Und die Zukunft? Auch sie ist bei Pehnt ein Thema. Längst ist Architektur zum Exportfaktor auf einem globalen Markt avanciert. Doch Deutschland importiert inzwischen nicht mehr nur die gebauten Landmarken der Global Player im Architekturzirkus. Zu Beginn des 21. Jahrhunderts kommt auch der deutsche Architekturexport in Gang. Der Einfluss, den die deutsche Architektur zu Beginn der Moderne besaß, ist freilich nur noch Erinnerung. Das Jahrhundert der Architektur, das mit dem Dualismus zwischen konservativem Kaiserreich und innovativem Aufbruch in die Moderne begann, endet für Pehnt mit der Sehnsucht nach gebauter Qualität: „Woran die Bauwelt leidet, sind weder die Stararchitekten noch der angemessene Gebrauchsbau. Es sind die Grauzonen der Gedankenlosigkeit, die blindwütige Geschäftemacherei, die vielen Quadratmeter bebauten Landes, auf die nie ein Architekt oder zumindest nie ein Architekt mit Widerstandsvermögen seinen Fuß gesetzt hat.“ (S. 514)

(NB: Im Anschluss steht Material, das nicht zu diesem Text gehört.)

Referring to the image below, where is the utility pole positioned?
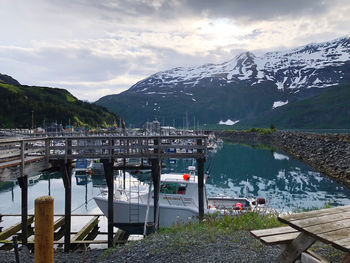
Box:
[32,110,34,130]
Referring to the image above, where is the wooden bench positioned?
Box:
[250,226,329,263]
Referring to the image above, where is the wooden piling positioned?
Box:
[34,196,54,263]
[60,160,72,252]
[17,175,28,246]
[197,159,204,221]
[101,159,114,247]
[197,139,205,221]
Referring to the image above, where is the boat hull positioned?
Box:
[94,197,198,232]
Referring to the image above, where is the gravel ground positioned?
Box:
[0,231,344,263]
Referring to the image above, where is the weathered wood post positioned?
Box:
[34,196,54,263]
[17,140,28,246]
[151,159,161,231]
[59,160,72,252]
[101,159,114,247]
[17,175,28,246]
[197,139,205,221]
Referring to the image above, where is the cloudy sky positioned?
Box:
[0,0,350,101]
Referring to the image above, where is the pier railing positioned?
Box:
[0,135,207,178]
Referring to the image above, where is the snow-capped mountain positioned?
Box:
[129,38,350,93]
[96,37,350,128]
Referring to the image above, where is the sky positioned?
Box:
[0,0,350,102]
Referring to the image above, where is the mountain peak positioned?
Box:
[127,37,350,94]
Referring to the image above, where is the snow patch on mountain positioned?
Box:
[219,119,239,125]
[129,37,350,95]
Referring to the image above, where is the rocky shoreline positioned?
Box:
[0,230,344,263]
[217,131,350,187]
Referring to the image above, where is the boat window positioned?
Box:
[160,182,187,195]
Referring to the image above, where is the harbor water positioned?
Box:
[0,143,350,231]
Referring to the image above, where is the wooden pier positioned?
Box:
[0,214,129,250]
[0,134,207,251]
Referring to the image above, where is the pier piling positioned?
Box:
[151,159,161,231]
[34,196,54,263]
[17,175,28,246]
[59,160,72,252]
[101,159,114,247]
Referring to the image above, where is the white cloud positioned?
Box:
[0,0,350,101]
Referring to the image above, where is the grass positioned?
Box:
[159,211,283,234]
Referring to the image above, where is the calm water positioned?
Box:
[0,143,350,227]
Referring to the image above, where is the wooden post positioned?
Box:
[197,139,205,221]
[60,160,72,252]
[197,159,204,221]
[151,159,161,231]
[34,196,54,263]
[101,159,114,247]
[17,175,28,246]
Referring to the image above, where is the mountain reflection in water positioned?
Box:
[207,143,350,211]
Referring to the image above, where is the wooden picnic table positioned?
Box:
[277,206,350,263]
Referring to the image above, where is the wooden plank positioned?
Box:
[276,233,316,263]
[53,216,65,231]
[278,205,350,222]
[0,216,34,240]
[286,211,350,230]
[113,229,130,245]
[318,227,350,242]
[304,219,350,235]
[71,216,99,243]
[260,231,300,245]
[250,226,298,238]
[28,216,64,243]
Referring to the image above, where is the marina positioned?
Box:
[0,135,350,255]
[1,135,207,251]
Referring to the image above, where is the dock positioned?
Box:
[0,134,207,252]
[0,214,129,250]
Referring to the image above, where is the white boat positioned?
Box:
[94,166,264,233]
[73,159,92,175]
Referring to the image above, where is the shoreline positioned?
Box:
[215,131,350,188]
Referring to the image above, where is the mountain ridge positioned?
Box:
[0,74,120,128]
[96,37,350,128]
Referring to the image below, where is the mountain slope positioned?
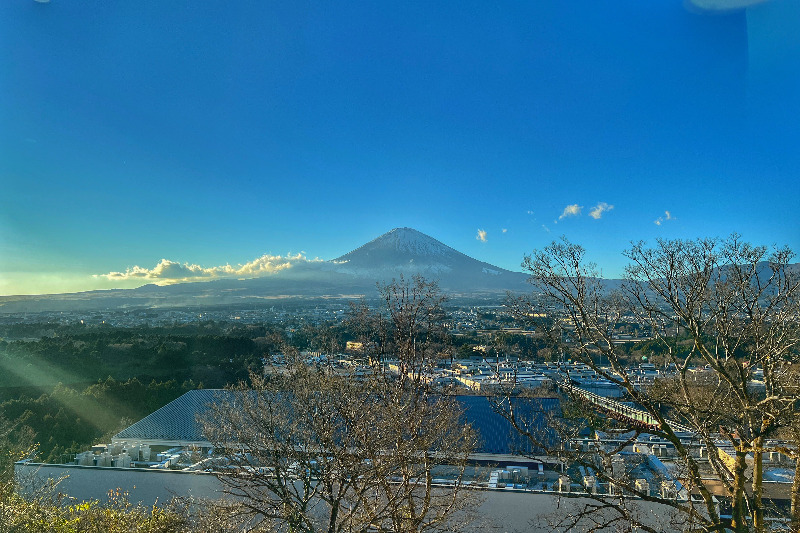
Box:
[329,228,527,292]
[0,228,529,313]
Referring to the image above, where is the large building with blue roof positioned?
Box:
[112,389,560,455]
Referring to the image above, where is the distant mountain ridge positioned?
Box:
[0,228,529,313]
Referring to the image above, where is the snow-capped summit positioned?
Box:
[331,228,525,292]
[334,228,466,263]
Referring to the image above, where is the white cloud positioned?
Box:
[688,0,766,12]
[589,202,614,220]
[558,204,583,220]
[101,254,319,285]
[653,211,675,226]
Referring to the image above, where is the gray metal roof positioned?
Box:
[113,389,232,443]
[113,389,560,454]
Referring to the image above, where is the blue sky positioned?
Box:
[0,0,800,294]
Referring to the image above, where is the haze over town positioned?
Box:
[0,0,800,295]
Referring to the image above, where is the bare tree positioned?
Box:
[506,235,800,532]
[205,279,476,533]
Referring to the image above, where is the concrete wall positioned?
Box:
[14,462,222,505]
[14,462,682,533]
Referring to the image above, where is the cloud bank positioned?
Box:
[653,211,673,226]
[95,254,320,285]
[558,204,583,220]
[589,202,614,220]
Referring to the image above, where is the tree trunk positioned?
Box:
[752,437,766,533]
[731,449,747,533]
[791,457,800,531]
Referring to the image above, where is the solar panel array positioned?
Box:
[114,389,559,454]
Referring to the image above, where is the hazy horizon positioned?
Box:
[0,0,800,295]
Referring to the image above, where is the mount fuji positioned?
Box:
[0,228,530,313]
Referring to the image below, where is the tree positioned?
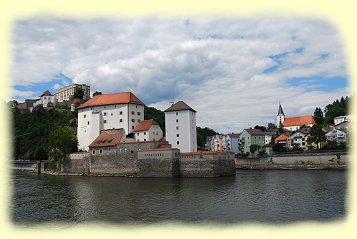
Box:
[307,124,326,149]
[314,107,325,125]
[268,123,277,130]
[73,87,84,99]
[93,91,102,97]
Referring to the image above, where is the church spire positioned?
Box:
[278,102,285,116]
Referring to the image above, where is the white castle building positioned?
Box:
[164,101,197,152]
[77,92,145,150]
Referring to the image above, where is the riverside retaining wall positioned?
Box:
[235,152,349,170]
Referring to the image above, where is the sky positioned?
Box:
[9,17,351,133]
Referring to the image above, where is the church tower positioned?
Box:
[276,102,285,128]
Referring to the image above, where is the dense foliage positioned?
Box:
[12,106,77,160]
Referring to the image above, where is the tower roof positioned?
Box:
[78,92,144,109]
[164,101,196,112]
[278,103,285,116]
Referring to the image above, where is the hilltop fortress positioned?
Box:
[62,92,235,177]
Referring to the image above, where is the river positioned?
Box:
[11,170,347,225]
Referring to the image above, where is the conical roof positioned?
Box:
[164,101,196,112]
[278,103,285,116]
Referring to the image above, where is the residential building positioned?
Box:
[240,129,265,153]
[223,133,240,154]
[164,101,197,152]
[131,119,163,142]
[325,128,346,143]
[277,104,315,131]
[333,115,350,125]
[211,134,225,151]
[55,84,90,102]
[33,90,55,108]
[289,129,309,150]
[77,92,144,150]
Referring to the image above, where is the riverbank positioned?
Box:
[235,151,349,170]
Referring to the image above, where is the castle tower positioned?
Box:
[276,102,285,128]
[164,101,197,152]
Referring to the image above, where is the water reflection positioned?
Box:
[12,171,346,223]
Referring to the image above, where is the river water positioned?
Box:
[11,170,347,224]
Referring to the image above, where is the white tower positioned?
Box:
[164,101,197,152]
[276,103,285,128]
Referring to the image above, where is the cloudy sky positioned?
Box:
[11,18,350,133]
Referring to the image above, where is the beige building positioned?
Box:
[55,84,90,102]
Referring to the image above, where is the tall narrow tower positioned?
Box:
[164,101,197,152]
[276,102,285,128]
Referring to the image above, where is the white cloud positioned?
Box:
[13,18,349,132]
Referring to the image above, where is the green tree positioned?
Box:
[73,87,84,99]
[314,107,324,125]
[93,91,102,97]
[268,123,277,130]
[307,124,326,149]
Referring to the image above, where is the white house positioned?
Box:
[276,104,315,131]
[77,92,144,150]
[164,101,197,152]
[211,134,225,151]
[131,119,163,141]
[33,90,54,107]
[325,128,346,143]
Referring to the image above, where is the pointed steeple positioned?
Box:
[278,102,285,116]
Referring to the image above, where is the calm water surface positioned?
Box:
[12,170,346,224]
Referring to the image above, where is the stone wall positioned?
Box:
[90,141,167,176]
[179,152,235,177]
[235,152,349,169]
[137,149,180,177]
[61,152,90,175]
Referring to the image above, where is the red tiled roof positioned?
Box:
[89,130,123,147]
[40,90,53,97]
[275,134,289,143]
[131,119,158,133]
[72,98,81,104]
[78,92,145,109]
[283,115,315,127]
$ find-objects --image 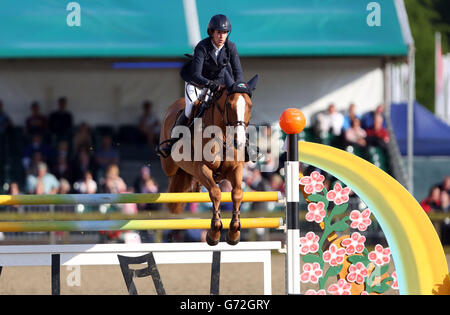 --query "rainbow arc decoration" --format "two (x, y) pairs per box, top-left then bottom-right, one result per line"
(298, 142), (450, 294)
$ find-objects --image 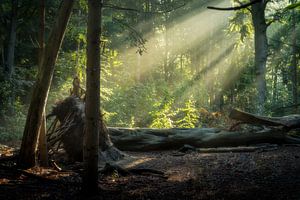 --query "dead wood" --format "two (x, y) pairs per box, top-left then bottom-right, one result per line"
(229, 109), (300, 131)
(48, 96), (300, 155)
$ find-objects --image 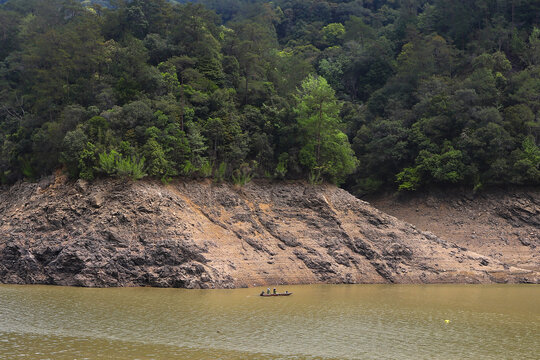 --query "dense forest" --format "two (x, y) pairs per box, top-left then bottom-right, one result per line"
(0, 0), (540, 194)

Pehnts famoses Buch schärft den Blick auf die gebaute Umwelt und liefert eine fundierte Architekturgeschichte des 20. Jahrhunderts in Deutschland. Dabei wird anschaulich, dass die Architektur in Deutschland ein kulturelles Leitmedium des vergangenen Jahrhunderts war. Eng mit den politischen Strömungen verknüpft, erweist sich die Baukunst trotz ihrer dauerhaften Materialien wie Stein, Stahl oder Beton als ein feinnerviger Seismograf, der gesellschaftliche Veränderungen unmittelbar widerspiegelt. Eine besondere Qualität kommt dem Buch auch durch seinen umfangreichen Anhang mit Architekten- und Literaturregister zu, der sich als eine wahre Fundgrube erweist und so den Wert dieses vergleichsweise kostengünstigen Buches noch unterstreicht.

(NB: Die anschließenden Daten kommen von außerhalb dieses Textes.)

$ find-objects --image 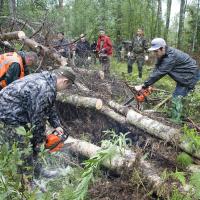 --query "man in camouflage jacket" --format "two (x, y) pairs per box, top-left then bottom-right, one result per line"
(0, 68), (75, 179)
(128, 29), (148, 78)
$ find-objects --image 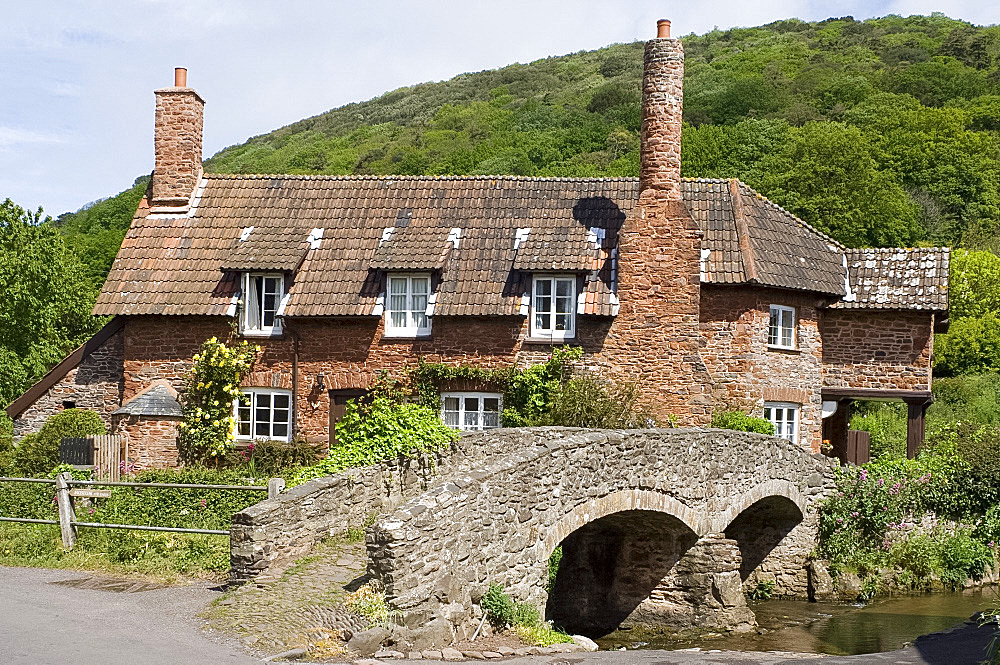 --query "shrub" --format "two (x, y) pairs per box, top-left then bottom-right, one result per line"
(11, 409), (107, 476)
(538, 376), (652, 429)
(851, 402), (906, 460)
(479, 584), (517, 630)
(712, 411), (774, 436)
(291, 395), (458, 484)
(177, 337), (260, 463)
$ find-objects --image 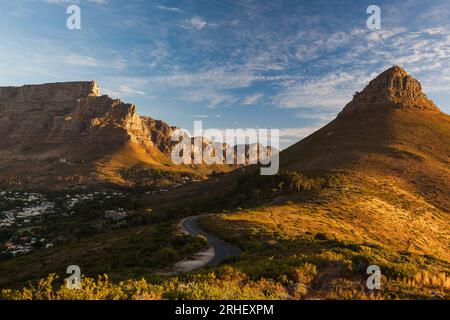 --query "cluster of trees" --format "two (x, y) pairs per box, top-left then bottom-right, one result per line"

In seinem prägnanten Kapitel zur Architektur im „Dritten Reich“ zeigt Pehnt das Ungleichgewicht zwischen der eher geringen architektonischen Qualität der meisten Bauten dieser Zeit und ihrer nicht zu vernachlässigenden historischen und baugeschichtlichen Bedeutung als Zeitdokumente auf. Winfried Nerdingers Aufsätze zu „Architektur, Macht, Erinnerung“ hingegen widmen sich allein diesem Abschnitt der deutschen Architektur und Geschichte. Kaum ein anderer deutscher Architekturhistoriker hat sich so ausführlich und so differenziert mit dem Bauen im „Dritten Reich“ auseinandergesetzt wie Nerdinger. Zu seinem 60. Geburtstag ist eine Sammlung seiner Aufsätze erschienen. Ganz bewusst lautet der Untertitel der von Christoph Hölz und Regina Prinz herausgegebenen Sammlung: „Stellungnahmen 1984-2004“. Denn bei aller wissenschaftlichen Akribie bezieht Nerdinger in seinen Texten stets deutlich Position und beschränkt den Blick auf das Bauschaffen des NS-Regimes nicht auf eine bloße positivistische Bestandsaufnahme. Architekturgeschichtliche Forschung ist für Nerdinger ein wichtiger Teil einer umfassenden Strategie der Erinnerung, steht also in allgemeinhistorischen Zusammenhängen, die andere Architekturhistoriker häufig ausblenden.

Zu den versammelten Beiträgen gehört auch jener, der den Katalog zur Ausstellung „Bauen im Nationalsozialismus“ in Bayern einleitete. Nach Bauaufgaben gegliedert, bot diese Schau 1993 erstmals einen Gesamtüberblick über das Bauschaffen der NS-Zeit in einem deutschen Bundesland. Dabei arbeitete Nerdinger heraus, dass der kollektiven Nichtbeachtung der NS-Architektur im Nachkriegsalltag eine „kunsthistorisch ideologiekritische Analyse“ von Einzelobjekten gegenüberstand. Es bleibt bis heute das Verdienst von Nerdingers bayerischer Bestandsaufnahme, erstmals umfassend aufgezeigt zu haben, dass auch die Baupolitik mit dem „alles dominierenden Hauptziel des NS-Staates, dem Aufbau von Rüstungsindustrie und Militär“ verbunden war (S. 111).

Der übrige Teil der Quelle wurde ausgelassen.